Black/whiteboard presentation

Black/whiteboard is the better way for small and technical talks, for example, group meetings, seminars, summer school lectures or mini-workshops. Because it is the way that people used to learn things and it automatically forces you to slow down, allowing people to think.

In a black/whiteboard talk, remember to

  • Make sure there is a board, with reasonable size. If the event is held in a hotel, they may tell you that they can provide whiteboard but it turns out the whiteboard is only large enough for you to write $E=mc^2$ on it.

  • Write down the title, author names and the arxiv number at the beginning of the talk.

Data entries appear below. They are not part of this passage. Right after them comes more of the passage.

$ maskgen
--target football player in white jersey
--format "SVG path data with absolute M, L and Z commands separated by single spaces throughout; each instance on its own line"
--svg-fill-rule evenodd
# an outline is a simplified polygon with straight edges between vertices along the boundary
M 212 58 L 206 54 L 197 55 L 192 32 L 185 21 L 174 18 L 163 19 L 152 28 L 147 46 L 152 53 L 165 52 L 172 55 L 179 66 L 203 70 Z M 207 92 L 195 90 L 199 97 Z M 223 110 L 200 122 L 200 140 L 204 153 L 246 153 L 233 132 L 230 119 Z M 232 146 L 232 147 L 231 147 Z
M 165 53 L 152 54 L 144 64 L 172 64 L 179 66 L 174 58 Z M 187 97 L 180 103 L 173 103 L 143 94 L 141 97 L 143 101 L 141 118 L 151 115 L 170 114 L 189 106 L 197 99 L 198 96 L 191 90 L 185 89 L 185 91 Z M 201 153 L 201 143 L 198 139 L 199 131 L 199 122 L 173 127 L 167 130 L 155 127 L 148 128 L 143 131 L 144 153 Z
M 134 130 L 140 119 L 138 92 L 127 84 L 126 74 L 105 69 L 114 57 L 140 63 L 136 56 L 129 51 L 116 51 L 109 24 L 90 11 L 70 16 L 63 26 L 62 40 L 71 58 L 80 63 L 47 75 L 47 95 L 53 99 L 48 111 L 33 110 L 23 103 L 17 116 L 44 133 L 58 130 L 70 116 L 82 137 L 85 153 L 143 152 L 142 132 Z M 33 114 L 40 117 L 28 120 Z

  • Structure your talk in sections and write down the name of the sections, at the beginning of the talk and/or at the point that you start to introduce the section.

  • Design the layout of your black/whiteboard writing. The simplest design is to write in a sequential way. Do not write everything at random positions (typically the position that you happen to stand at after random walk).

  • Try your best not to let your body cover what you write while you are writing. Change your standing position after writing to make sure people from all directions have a chance to read it.